Das ist doch was

Wenn es mir so schlecht geht wie gerade, frage ich mich, ob das ewig so weitergehen kann.

Im Bett oder auf der Couch liegen, erschöpft wie nach drei Tagen wach, alles schmerzt, stehen und sitzen geht nicht, ohne dass mir schwindlig wird, mein Körper weh tut, mein Kopf und mein Herz schmerzen. Keine Kraft für soziale Interaktion, keine Kraft für einen Spaziergang. Nicht mal den Kopf zum Schreiben.

Das ist Vorsichhinvegetieren, darauf kann ich verzichten, das macht keinen Spaß. Nicht, dass ich mir selbst etwas antun könnte. Ich meide alles, bei dem ich mir irgendwie Schmerzen zufügen könnte. Das nicht. Aber ich wäre auch nicht böse, wenn es dann einfach aufhört. Ein Leben mit chronischen Schmerzen und ständiger Erschöpfung ist kein Leben. Leben bedeutet doch mit Menschen zu sein, zu lachen, alle Sinne auszukosten, zu lieben. Die Sonne im Gesicht, Küsse auf der Haut, gutes Essen im Mund, Frühlingsduft in der Nase.

Jetzt zu gehen wäre aber auch schade. Ich will das Leben meiner Brüder mitbekommen, das Leben meiner besten Freundinnen und ihrer Kinder, das Leben meiner Eltern.

Manchmal bin ich traurig, weil alle ihr Leben leben, es geht weiter, Neues, Aufregendes, Schönes erleben sie, und ich liege hier, froh, gerade keine Schmerzen oder Termine zu haben. Alle heiraten, kriegen Kinder, gehen auf Reisen, arbeiten in interessanten Jobs, wie das eben in meinem Alter so sein soll. Und ich: Ich liege hier, froh, wenn ich mal eine Stunde lang etwas schreiben kann, das Highlight meines Tages.

Vielleicht ist das einfach nicht das Leben, in dem ich ein „normales“ Leben führen soll. Vielleicht war das schon in einem der letzten, vielleicht kommt das noch im nächsten. Manchmal braucht es ja auch ein Zwischenleben, so eines zum Luftholen und Nachdenken. Kurz Pause gemacht und weiter geht’s. Kann ja nicht jedes Leben voller Action und Abenteuer sein, kann nicht jedes Leben gleich ablaufen. Die letzten Leben waren sowieso Erlebnis pur, so intensiv, dass ich bis heute davon zehre. Aber leben will ich nun doch, nur liegt das nicht immer in unserer Hand. Jetzt ist Pause angesagt, und das Beste, was ich jetzt tun kann, ist, sie zu akzeptieren.

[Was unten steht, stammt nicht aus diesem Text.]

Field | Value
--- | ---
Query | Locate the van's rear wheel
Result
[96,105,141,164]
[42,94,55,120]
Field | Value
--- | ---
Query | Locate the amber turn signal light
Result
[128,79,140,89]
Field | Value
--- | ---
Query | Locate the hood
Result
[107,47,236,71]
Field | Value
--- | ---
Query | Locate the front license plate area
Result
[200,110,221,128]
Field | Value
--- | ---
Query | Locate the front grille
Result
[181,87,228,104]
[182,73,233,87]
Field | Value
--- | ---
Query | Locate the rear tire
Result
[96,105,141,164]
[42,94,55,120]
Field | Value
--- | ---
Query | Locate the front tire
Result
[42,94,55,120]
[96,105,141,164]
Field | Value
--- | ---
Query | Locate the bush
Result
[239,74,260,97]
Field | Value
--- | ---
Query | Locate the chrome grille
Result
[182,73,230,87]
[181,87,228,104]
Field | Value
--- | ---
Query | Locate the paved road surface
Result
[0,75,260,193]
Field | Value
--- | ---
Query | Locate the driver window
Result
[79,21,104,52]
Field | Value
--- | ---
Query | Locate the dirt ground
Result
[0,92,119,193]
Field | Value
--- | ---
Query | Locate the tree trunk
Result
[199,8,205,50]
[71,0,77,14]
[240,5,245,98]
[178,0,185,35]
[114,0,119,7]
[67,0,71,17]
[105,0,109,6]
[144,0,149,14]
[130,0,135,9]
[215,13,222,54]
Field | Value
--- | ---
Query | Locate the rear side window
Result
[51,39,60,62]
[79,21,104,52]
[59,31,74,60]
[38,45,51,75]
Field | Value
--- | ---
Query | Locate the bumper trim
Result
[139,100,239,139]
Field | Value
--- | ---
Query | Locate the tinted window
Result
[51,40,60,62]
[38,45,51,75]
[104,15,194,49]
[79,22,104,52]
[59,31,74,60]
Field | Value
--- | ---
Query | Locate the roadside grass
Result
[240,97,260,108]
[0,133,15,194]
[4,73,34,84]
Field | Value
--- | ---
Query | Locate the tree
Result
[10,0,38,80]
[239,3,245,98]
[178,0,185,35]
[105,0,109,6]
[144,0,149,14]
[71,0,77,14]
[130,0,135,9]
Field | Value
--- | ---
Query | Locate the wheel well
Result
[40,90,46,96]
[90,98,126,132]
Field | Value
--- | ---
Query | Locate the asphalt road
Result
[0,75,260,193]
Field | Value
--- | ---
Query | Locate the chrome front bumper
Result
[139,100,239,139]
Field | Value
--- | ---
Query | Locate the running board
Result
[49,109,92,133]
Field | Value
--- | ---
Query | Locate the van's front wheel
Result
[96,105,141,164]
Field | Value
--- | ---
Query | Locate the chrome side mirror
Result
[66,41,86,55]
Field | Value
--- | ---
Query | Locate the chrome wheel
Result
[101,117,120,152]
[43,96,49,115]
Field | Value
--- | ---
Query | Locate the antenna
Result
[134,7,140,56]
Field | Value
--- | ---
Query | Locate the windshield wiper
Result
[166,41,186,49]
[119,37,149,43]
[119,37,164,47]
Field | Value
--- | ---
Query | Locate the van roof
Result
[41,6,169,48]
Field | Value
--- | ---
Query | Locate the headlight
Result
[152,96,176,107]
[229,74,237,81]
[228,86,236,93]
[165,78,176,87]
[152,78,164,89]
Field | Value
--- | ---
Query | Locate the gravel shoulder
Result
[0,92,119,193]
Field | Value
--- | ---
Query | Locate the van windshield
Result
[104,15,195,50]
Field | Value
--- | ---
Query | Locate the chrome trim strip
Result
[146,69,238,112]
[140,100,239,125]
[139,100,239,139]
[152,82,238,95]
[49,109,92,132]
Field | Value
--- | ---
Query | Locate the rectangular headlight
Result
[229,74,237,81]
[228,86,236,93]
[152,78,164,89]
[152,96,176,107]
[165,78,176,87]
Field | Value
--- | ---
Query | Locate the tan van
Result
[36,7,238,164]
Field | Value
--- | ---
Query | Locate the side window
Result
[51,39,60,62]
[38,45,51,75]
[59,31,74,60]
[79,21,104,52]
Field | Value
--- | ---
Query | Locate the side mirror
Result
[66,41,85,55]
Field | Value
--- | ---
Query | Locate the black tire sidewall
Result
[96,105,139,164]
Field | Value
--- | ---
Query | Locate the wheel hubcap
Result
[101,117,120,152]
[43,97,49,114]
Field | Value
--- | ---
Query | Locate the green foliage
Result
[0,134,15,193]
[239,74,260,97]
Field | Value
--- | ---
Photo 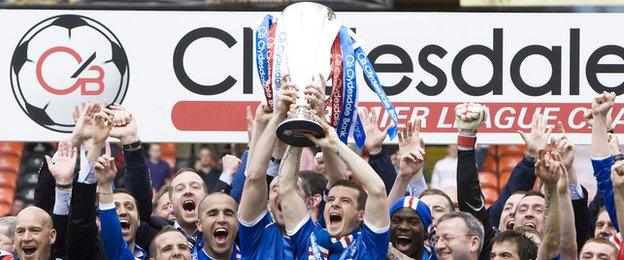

Mich zu freuen für alle, die in diesem Leben intensiv leben dürfen, die alles erleben dürfen, was das Leben ausmacht.

Das ist natürlich auch nur so eine normierte Vorstellung, was alles zu einem guten, „normalen“ Leben dazugehört. Vielleicht bedeutet „Leben“ auch nur Geborenwerden, Herzschlag, Sterben. Die Spanne dazwischen, wieviele Herzschläge, mit wem, wo und wie, ist letztlich unbedeutend. Leben ist Leben, wir versuchen es bestmöglich zu nutzen, oder auch nicht, alle uns möglichen Erfahrungen zu machen, oder auch nicht, und im besten Falle etwas zu hinterlassen, oder auch nicht. Und dann sterben wir, und wird das in 100 Jahren noch jemanden interessieren? Bei den meisten von uns nicht.

Also, es ist, wie es ist, ich liege hier, und bin froh um mein Bett, um das Dach über dem Kopf, um das Essen in der Küche. Ich bin froh, meine Familie in der Nähe zu haben und bisweilen ein paar Zeilen zu schreiben.

Das ist doch was.

[Regensburg, 18.02.24]

Veröffentlicht von

lenkasause

Die Worte flossen aus meinen Fingern, ich verstehe sie erst jetzt...

6 Gedanken zu „Das ist doch was“

  1. Happy Ending vielleicht nicht gerade, aber ein Streif Zuversicht. Wenn Du zu einer guten inneren Haltung findest, ist schon was erreicht!
    Wenn ich Dir irgendwas Gutes tun kann, sag. Ich schließe mich den Wünschen an.